Clearing the Skies for Cloud Data Warehousing
I remember presenting in December 2021 on the Knowledge Area: Data Storage and Operations. The main reasons for doing the presentation were:
Understanding the latest developments and hype about the different approaches
Helping others understand the latest developments
It disturbs my contentment when people are shouting about the latest data management silver bullet, and I don't know what they are talking about.
When I saw the first slide from Barry, I was relieved that I was not the only person who felt the same way.
These three approaches are receiving much attention from vendors and thought leaders.
Three weeks ago, Bill Inmon spoke to us about Data LakeHouse.
This week, Dr. Barry Devlin talked to us about all three approaches.
Barry did a much better job than me, and I appreciated his constant alignment with the Data Warehouse (DW) Architecture he has been working on since 1988 with IBM. Barry continues developing and mapping his Architecture and will publish Version 2 of his book in January 2024.
The first time I spent time understanding his DW Architecture was when I bought Business UnIntelligence. The aspect I appreciated the most was the integration and alignment of the information pillars:
Machine-Generated Data (MGD)
Process-Mediated Data (PMD)
Human-sourced Information (HSI)
And, of course, the inclusion of different data: Measures from Machines, Business Events from Systems and Business Messages from Humans.
The bridge across these three pillars is Unified Metadata, my current favourite topic.
Context Sensitive Information (CSI) and Choreography assimilate data and information across the three pillars.
Using the above architecture, Barry explained the different patterns. I will attempt to summarise Barry's mapping in
Data Lakehouse Pattern
All the data across the three pillars is loaded into a data lake and then assimilated into a logical Data Warehouse. This pattern relies on technical Metadata to load and transform the data.
Data Fabric Pattern
Advanced Analytics creates Active Metadata. Active Metadata assimilates the data into the Data Warehouse structures. The fabric consists of several layers that build the Active Metadata and automagically transform the data into data products.

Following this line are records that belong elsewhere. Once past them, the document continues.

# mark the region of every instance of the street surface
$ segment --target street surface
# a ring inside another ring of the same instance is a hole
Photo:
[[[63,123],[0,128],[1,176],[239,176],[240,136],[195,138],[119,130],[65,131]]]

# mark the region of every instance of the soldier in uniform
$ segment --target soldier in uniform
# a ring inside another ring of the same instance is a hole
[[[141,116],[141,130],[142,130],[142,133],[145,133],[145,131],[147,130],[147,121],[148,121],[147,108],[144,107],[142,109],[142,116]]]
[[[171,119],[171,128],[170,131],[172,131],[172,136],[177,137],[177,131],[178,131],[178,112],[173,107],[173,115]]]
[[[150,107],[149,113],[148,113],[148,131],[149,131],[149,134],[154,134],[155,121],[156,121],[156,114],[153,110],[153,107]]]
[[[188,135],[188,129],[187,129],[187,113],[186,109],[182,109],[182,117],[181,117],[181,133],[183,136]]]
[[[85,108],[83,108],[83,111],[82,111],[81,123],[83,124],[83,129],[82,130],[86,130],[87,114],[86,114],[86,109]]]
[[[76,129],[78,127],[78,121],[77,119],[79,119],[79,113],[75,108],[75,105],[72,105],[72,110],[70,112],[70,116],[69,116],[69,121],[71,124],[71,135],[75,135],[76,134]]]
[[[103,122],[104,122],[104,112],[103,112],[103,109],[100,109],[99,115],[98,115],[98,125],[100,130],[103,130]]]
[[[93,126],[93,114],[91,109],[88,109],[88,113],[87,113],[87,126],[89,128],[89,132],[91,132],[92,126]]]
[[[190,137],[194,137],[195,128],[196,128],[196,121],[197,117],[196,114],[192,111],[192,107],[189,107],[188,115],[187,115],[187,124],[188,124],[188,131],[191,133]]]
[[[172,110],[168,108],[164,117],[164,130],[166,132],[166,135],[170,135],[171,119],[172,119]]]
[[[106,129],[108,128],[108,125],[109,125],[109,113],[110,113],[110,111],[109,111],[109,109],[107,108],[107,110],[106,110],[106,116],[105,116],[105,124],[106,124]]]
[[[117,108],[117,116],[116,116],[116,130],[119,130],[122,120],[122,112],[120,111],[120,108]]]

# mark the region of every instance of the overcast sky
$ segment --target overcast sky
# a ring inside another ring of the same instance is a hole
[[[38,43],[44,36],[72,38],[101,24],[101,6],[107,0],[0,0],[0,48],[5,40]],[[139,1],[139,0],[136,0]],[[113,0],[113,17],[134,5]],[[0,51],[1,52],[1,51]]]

Data Fabric is an AI-driven Logical Data Warehouse.
Data Mesh Pattern
Data Mesh pays much more attention to organisational structures, data products and domain-driven development. One of the core drivers is decentralisation and the desire to address bottlenecks in centralised systems. It follows the Microservices approach that must scale to support millions of concurrent users across all time zones.
Each domain aligns with elements of the business and its value proposition and value chain.
I like the alignment with the business, but I am concerned about the allocation and interaction between the domains.
In Summary
The Data Lakehouse pattern is the most straightforward jump from where most organisations currently find themselves.
The Data Fabric sounds exciting but is dependent on the AI Silver Bullet. AI is undoubtedly achieving breakthroughs, but can it integrate and unify metadata in a way we have failed to do without our help?
Data Mesh has gone entirely decentralised, but it aligns with business value.
Someone positions the Data Fabric and Mesh; this way, do we get Machines to harmonise our Metadata or break it up and do it ourselves?
Gartner's hype cycle was not confident that Data Mesh would survive; they may be too close to Data Fabric.